Processor architectures like x86 generally allow unaligned access without penalty, but RISC architectures like ARM prefer aligned access for performance reasons. Reading a value spanning two aligned addresses requires two separate memory accesses instead of one, impacting efficiency.
Unaligned access on ARM 32-bit architecture
The 32-bit ARM architecture and instruction set allow unaligned loads and stores for most data types. However, unaligned accesses have a performance cost compared to aligned accesses. On Cortex-A series processors, unaligned accesses take about twice as long as aligned accesses because two separate 32-bit transfers are required.
The ARM Architecture Reference Manual notes that unaligned accesses should be avoided for performance reasons. But ARM does provide mechanisms to accomplish unaligned loads and stores when required. There are some restrictions though – ARMv4 and earlier do not support unaligned word or halfword access.
Unaligned loads
To perform unaligned loads in the ARM 32-bit instruction set, the LDR instruction options can be used:
- LDR – supports unaligned byte loads
- LDRB – supports unaligned byte loads
- LDRH – supports unaligned halfword loads
- LDRSH – supports unaligned signed halfword loads
- LDRSB – supports unaligned signed byte loads
Unaligned stores
To perform unaligned stores, the STR instruction options can be used:
- STR – supports unaligned byte stores
- STRB – supports unaligned byte stores
- STRH – supports unaligned halfword stores
Unaligned access on Thumb and Thumb-2
Thumb is a 16-bit compressed subset of the ARM instruction set that improves code density. Thumb-2 extends Thumb with some 32-bit instructions. In Thumb and Thumb-2, unaligned load and store support is more limited than the 32-bit ARM instruction set:
- Only single byte loads/stores are allowed
- No support for halfword or word unaligned accesses
This means that while the ARM 32-bit ISA supports unaligned access to bytes, halfwords, and words, Thumb and Thumb-2 only handle byte unaligned accesses without faults. Halfword and word unaligned accesses will generate alignment faults.

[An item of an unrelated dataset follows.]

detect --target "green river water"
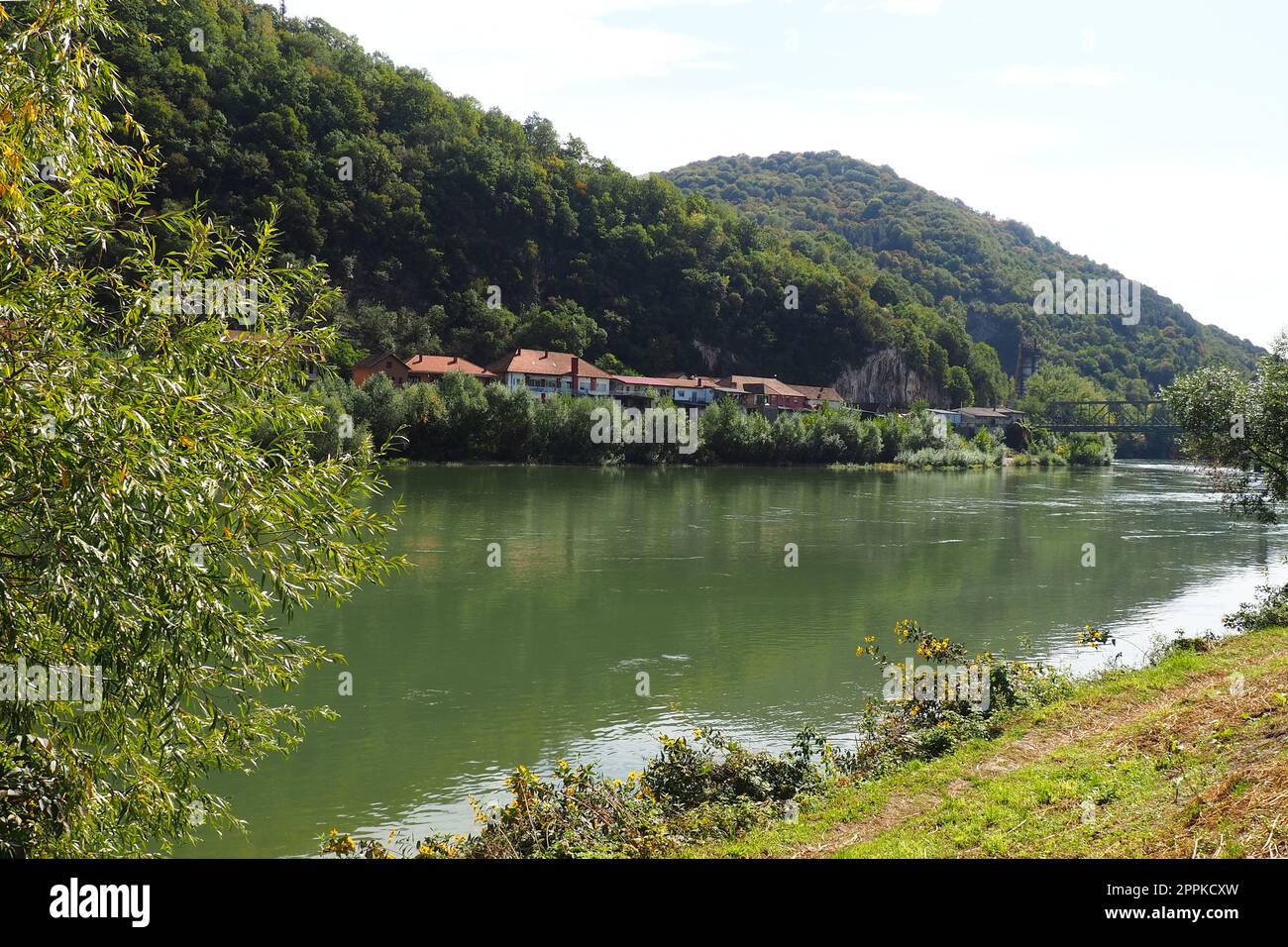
[181,463,1288,856]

ARMv8 and unaligned accesses
The newer 64-bit ARMv8 architecture maintains support for unaligned accesses but Alignments faults may still occur in some situations, like Speculative reads. ARM recommends avoiding unaligned accesses when possible for optimal performance.

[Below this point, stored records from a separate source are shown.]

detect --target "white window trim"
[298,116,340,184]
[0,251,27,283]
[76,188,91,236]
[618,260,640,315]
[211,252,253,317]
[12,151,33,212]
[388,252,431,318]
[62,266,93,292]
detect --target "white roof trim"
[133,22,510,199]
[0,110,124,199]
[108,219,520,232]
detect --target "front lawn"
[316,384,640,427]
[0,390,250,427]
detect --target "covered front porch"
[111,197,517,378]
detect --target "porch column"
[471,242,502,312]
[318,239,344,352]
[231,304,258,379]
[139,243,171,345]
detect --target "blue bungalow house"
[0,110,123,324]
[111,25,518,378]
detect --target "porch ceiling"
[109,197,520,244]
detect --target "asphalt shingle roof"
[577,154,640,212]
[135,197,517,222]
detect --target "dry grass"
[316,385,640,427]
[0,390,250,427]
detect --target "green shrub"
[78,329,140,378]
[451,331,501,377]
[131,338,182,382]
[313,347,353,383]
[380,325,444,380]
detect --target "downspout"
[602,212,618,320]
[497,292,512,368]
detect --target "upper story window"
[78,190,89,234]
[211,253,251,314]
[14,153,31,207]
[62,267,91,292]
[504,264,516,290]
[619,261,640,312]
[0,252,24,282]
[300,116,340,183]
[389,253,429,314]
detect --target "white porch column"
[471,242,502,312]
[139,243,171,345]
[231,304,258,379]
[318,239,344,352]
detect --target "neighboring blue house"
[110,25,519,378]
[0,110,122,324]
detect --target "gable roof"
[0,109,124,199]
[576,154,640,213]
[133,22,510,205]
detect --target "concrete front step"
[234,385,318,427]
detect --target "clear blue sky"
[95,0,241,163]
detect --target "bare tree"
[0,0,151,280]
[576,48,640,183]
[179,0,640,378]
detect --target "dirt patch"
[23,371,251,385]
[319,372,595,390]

Some key notes on unaligned accesses in ARMv8:
- All unaligned accesses have a performance penalty
- Atomic and exclusive unaligned accesses are not supported and will fault
- Some SIMD/NEON instructions don’t support unaligned
Software handling of unaligned accesses
If unaligned accesses are required, the software needs to handle them carefully. Some ways compilers and hand-written assembly can deal with unaligned accesses on ARM:
- Using the above LDR and STR instructions for explicit unaligned loads/stores
- Using intrinsics like __packed, __unaligned, __packed__ to indicate unaligned data
- Using memcpy to move unaligned data instead of direct access
- Copying data to/from an aligned buffer before accessing
- Issuing multiple aligned accesses and shifting/masking to simulate unaligned
In situations where alignment is not known at compile time, runtime checks may be needed to decide between aligned and unaligned access methods.
Performance implications
There are significant performance advantages to keeping data aligned where possible. Some benchmarks indicate unaligned 32-bit ARM accesses are 40-60% slower than aligned accesses. Thumb/Thumb-2 have the additional impact of alignment faults to handle.

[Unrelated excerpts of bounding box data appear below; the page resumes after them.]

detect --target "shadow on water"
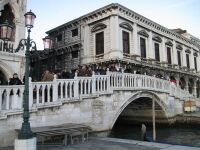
[108,122,200,147]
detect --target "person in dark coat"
[9,73,22,85]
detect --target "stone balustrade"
[0,39,14,53]
[0,71,192,112]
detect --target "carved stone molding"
[165,41,173,46]
[152,35,162,43]
[138,30,149,37]
[119,22,133,31]
[91,23,107,32]
[176,44,183,50]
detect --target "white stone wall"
[0,91,181,147]
[82,3,200,71]
[0,0,27,79]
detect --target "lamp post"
[0,20,13,51]
[18,11,36,139]
[15,11,36,150]
[42,36,55,70]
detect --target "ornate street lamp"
[0,20,13,51]
[16,11,36,139]
[42,36,56,70]
[42,36,52,50]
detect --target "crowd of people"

Modern ARM chips do include mechanisms to mitigate the impact of unaligned accesses like load/store multiple instructions. But overall, maintaining alignment for performance sensitive code is recommended. Unaligned accesses should be minimized and isolated from critical paths if possible.
Conclusion
While ARM does allow unaligned memory access across its instruction sets, aligned access is strongly recommended for performance reasons. Unaligned accesses come with a penalty and not all instruction types support it. Software has to explicitly enable unaligned access using special instructions/intrinsics and handle any potential faults. Critical code should avoid unaligned accesses on ARM where possible, but the capability is available if needed.